Le député PS et ex-premier adjoint de la maire sortante voit dans son succès "une promesse exigeante" et "la victoire d'une certaine idée de Paris, un Paris vivant, progressiste, populaire".

"Ce n'est pas la victoire d'un Paris contre un autre", a ajouté M. Grégoire, dont les sondages prédisaient une victoire sur le fil du rasoir.

Sitôt sa victoire annoncée, le nouvel édile de la capitale, 48 ans, s'est rendu à Vélib à l'Hôtel de ville, où l'attendaient Anne Hidalgo mais aussi l'ex-maire socialiste Bertrand Delanoë, symbole de la "prise" de Paris par la gauche en 2001.

"Je suis très heureuse, c'est un bonheur immense", a déclaré Anne Hidalgo à son arrivée, lui donnant une longue et chaleureuse accolade, avant de lui remettre la clé de la ville.

"Mes premiers mots vont à Anne Hidalgo pour ses mots chaleureux", a répondu Emmanuel Grégoire, passant l'éponge sur leurs dernières années de brouille.

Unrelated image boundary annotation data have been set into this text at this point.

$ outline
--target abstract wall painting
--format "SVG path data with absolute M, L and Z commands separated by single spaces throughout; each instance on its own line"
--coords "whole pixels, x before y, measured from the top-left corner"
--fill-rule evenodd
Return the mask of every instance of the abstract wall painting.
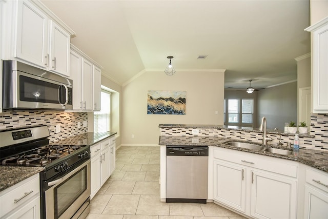
M 186 115 L 186 91 L 149 90 L 147 114 Z

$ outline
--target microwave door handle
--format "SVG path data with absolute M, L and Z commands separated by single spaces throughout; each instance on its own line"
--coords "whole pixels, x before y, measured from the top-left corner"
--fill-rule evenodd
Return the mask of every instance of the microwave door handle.
M 66 99 L 65 100 L 65 103 L 64 103 L 64 104 L 62 103 L 62 99 L 61 99 L 61 96 L 60 95 L 60 90 L 61 90 L 63 87 L 64 87 L 65 88 L 65 97 L 66 97 Z M 58 88 L 58 100 L 59 102 L 59 104 L 64 106 L 65 106 L 67 104 L 67 103 L 68 103 L 68 88 L 67 88 L 67 86 L 65 85 L 61 85 L 59 86 L 59 87 Z

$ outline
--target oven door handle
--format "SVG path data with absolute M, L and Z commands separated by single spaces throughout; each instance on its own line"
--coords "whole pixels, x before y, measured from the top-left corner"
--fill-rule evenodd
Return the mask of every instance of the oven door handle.
M 49 182 L 48 183 L 48 186 L 53 186 L 54 185 L 56 185 L 57 183 L 61 183 L 64 181 L 64 177 L 62 177 L 60 178 L 58 178 L 58 180 L 54 180 L 53 181 Z

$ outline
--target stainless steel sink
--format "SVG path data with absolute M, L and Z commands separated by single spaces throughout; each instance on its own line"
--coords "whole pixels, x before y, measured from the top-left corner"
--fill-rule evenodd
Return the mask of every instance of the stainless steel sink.
M 288 151 L 287 150 L 279 149 L 278 148 L 265 148 L 264 151 L 277 153 L 281 155 L 291 155 L 293 153 L 292 151 Z
M 289 151 L 288 150 L 279 149 L 278 148 L 268 148 L 266 147 L 256 145 L 255 144 L 249 143 L 247 142 L 231 141 L 224 143 L 224 144 L 227 145 L 237 147 L 238 148 L 245 148 L 254 151 L 263 151 L 285 155 L 291 155 L 293 154 L 292 151 Z
M 252 151 L 261 151 L 265 148 L 264 147 L 261 146 L 260 145 L 244 142 L 230 142 L 227 143 L 225 144 L 230 145 L 231 146 L 237 147 L 238 148 L 245 148 Z

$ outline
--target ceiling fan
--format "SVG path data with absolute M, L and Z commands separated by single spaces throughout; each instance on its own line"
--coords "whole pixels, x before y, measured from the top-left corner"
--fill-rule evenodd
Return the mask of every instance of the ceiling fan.
M 258 90 L 263 90 L 265 89 L 265 88 L 258 88 L 258 89 L 255 89 L 252 88 L 252 86 L 251 86 L 251 82 L 252 82 L 252 79 L 250 79 L 249 81 L 250 82 L 250 86 L 246 89 L 246 92 L 247 92 L 248 93 L 251 94 L 253 93 L 254 91 L 257 91 Z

"Je pense à ceux qui dorment ce soir dans les rues, à ceux qui souffrent, à tous les plus vulnérables qui ont besoin de la gauche", a-t-il ajouté, avant de prendre le métro en direction de la Rotonde Stalingrad.

Douche froide chez Dati 

A l'annonce des résultats, plusieurs centaines de sympathisants ont explosé de joie, scandant "Paris reste à gauche !".

"Je suis soulagée! Je m'attendais à un petit écart mais là c'est impressionnant", a réagi Nolween Caruso, 27 ans.

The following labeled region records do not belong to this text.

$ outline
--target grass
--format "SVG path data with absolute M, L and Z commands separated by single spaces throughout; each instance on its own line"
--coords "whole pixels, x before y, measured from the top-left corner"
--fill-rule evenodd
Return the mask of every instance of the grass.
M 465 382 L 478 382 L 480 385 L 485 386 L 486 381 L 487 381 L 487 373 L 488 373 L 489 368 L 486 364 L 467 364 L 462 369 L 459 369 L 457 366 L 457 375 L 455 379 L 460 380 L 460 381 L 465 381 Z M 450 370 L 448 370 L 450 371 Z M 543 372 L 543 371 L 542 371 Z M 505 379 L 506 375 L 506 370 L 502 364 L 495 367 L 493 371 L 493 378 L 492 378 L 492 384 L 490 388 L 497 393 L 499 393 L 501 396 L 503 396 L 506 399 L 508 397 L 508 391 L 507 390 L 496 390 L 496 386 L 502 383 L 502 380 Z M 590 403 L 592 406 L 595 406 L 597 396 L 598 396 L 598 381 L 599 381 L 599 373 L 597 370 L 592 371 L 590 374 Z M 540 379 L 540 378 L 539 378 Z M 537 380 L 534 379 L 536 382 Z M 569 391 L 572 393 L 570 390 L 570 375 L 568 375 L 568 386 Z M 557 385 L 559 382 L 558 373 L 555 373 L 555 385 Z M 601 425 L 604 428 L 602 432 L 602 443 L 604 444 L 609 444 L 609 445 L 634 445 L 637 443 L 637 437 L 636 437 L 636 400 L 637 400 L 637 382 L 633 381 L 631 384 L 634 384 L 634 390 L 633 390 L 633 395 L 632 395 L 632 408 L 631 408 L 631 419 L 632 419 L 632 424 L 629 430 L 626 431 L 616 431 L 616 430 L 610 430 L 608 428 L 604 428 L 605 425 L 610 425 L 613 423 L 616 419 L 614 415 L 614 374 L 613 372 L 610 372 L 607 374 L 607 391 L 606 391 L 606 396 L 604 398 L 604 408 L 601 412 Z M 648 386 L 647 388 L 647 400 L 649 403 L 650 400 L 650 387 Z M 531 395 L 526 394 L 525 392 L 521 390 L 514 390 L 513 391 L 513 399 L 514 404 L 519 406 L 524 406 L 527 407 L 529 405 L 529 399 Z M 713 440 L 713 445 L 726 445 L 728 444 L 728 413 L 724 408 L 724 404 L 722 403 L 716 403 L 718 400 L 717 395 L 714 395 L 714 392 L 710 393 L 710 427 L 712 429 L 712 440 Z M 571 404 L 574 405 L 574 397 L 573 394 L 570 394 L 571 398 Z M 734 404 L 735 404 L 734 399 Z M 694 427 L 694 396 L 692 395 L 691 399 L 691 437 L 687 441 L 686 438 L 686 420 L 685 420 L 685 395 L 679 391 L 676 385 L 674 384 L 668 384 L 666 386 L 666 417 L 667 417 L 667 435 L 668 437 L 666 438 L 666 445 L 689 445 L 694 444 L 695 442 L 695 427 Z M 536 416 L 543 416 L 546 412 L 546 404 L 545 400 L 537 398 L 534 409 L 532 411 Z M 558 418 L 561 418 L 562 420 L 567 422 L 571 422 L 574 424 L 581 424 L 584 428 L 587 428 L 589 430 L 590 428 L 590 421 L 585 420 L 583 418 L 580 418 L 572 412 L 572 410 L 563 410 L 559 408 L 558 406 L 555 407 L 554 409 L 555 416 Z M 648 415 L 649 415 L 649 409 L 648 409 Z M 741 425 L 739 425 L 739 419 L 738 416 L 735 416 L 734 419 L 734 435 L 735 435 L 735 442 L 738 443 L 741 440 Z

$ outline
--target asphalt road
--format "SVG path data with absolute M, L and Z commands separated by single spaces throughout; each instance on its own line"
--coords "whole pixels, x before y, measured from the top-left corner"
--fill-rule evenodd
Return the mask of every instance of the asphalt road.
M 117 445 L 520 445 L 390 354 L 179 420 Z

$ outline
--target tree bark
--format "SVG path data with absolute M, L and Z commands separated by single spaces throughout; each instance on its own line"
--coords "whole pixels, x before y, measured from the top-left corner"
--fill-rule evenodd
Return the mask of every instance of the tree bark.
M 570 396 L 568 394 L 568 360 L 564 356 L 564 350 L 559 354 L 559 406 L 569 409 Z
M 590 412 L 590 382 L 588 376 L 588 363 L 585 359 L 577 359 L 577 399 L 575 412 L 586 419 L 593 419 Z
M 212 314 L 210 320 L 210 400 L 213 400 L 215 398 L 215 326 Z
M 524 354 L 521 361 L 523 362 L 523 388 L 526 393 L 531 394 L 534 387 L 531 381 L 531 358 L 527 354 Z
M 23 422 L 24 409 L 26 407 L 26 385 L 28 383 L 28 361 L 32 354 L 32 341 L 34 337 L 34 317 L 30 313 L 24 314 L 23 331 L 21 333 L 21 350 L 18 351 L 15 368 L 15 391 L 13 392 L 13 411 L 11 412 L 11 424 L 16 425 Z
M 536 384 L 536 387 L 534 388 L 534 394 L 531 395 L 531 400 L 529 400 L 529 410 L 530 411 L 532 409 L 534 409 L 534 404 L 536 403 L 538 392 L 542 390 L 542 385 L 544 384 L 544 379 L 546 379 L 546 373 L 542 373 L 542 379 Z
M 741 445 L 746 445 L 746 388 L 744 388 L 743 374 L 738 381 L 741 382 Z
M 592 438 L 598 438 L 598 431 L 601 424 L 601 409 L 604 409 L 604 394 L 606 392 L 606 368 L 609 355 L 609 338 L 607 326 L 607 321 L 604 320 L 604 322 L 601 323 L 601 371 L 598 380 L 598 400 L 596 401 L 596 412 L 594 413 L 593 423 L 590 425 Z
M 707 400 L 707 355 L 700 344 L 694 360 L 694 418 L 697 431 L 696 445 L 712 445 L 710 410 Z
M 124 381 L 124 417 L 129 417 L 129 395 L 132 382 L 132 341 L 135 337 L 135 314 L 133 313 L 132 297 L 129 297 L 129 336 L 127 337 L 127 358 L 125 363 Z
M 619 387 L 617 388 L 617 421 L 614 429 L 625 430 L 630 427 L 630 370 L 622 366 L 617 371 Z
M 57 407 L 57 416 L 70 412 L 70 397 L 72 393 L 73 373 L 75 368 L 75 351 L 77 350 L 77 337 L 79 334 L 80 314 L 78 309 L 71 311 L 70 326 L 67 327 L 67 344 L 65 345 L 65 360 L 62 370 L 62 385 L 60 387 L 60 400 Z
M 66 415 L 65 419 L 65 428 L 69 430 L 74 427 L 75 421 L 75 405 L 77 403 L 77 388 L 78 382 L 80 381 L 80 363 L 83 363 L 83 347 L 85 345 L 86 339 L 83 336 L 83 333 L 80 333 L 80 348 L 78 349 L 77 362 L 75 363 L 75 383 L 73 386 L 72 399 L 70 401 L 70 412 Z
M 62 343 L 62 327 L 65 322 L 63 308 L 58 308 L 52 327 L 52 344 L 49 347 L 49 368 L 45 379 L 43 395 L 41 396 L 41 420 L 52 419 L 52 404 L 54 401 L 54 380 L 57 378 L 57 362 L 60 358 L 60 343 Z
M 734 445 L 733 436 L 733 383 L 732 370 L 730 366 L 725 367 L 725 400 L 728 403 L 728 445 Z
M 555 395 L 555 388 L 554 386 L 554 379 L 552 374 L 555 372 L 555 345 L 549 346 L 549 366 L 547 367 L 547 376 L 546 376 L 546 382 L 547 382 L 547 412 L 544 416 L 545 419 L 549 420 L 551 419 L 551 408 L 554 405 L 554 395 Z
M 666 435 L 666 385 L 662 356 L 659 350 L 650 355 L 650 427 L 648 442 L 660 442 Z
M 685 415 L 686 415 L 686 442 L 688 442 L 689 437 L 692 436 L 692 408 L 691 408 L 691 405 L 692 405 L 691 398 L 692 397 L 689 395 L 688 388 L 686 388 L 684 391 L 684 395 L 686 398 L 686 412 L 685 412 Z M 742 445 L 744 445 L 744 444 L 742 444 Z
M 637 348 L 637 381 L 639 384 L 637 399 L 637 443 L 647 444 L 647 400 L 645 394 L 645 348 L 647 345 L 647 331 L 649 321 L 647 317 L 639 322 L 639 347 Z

Bière à la main et sourire aux lèves, Léo est allé célébrer la victoire sur le parvis de l'Hôtel de ville. "On eu un peu peur que Rachida Dati puisse être élue avec le soutien de l'extrême droite. Dans une ville comme Paris ça aurait fait mal", confie ce militant PS de 26 ans.

Rachida Dati, déjà battue en 2020 par Anne Hidalgo, a reconnu dans un message lapidaire qu'elle n'avait "pas réussi à convaincre suffisamment" que le changement "était non seulement possible, mais surtout qu'il était nécessaire".

Devant son QG, c'est la douche froide pour les militants. "Je suis extrêmement déçue, j'y croyais fort, Paris méritait l'alternance", se désole Eva Sultan, 57 ans, cadre de banque et militante.

Autre salle, autre ambiance près du QG de campagne de Sophia Chikirou, où une quarantaine de personnes ont explosé de joie à l'annonce de la victoire du député PS.

La candidate insoumise a vu dans cette victoire l'expression du "rejet fort de la droite" et s'est félicitée que des élus LFI entrent pour la première fois au Conseil de Paris.

De son côté, l'ex-candidat Horizons et Renaissance Pierre-Yves Bournazel a dit sur X former "le vœu que Paris réussisse" et "demeure, enfin, la capitale de la lutte contre tous les extrémismes politiques". L'ancien chef de file du centre-droit a fusionné ses listes avec Rachida Dati mais s'est retiré personnellement de la course, un geste perçu comme un désaveu vis-à-vis de l'ex-garde des Sceaux de Nicolas Sarkozy.

Equilibre inchangé dans les arrondissements 

"Je suis très triste pour les Parisiens", a déclaré Sarah Knafo, l'ex-candidate d'extrême droite, qui s'était désistée pour "faire battre la gauche".

"Paris est une ville définitivement de gauche", analyse Frédéric Dabi, directeur général de l'Ifop. Selon lui, l'électorat de Pierre-Yves Bournazel "s'est très mal reporté sur Rachida Dati, dont le score est une addition de celui du premier tour, et sans doute de 90% à 95% de Sarah Knafo".

Dans les arrondissements, l'équilibre des forces politiques reste inchangé, avec neuf arrondissements restant à gauche et huit demeurant à droite.

Lucie Castets, ex-candidate de la gauche pour Matignon, a été élue maire du XIIe arrondissement, où elle avait remplacé au pied levé la maire écologiste sortante Emmanuelle Pierre-Marie, épinglée pour son management jugé toxique.

Le chef de file des écologistes parisiens David Belliard, ex-adjoint aux transports d'Anne Hidalgo, a remporté le XIe arrondissement. Il avait obtenu la tête de liste aux termes de l'accord d'union négocié avec les socialistes d'Emmanuel Grégoire, qui ont accepté de céder leur bastion, terre d'élection d'Anne Hidalgo.

L'élection du maire aura formellement lieu dimanche prochain.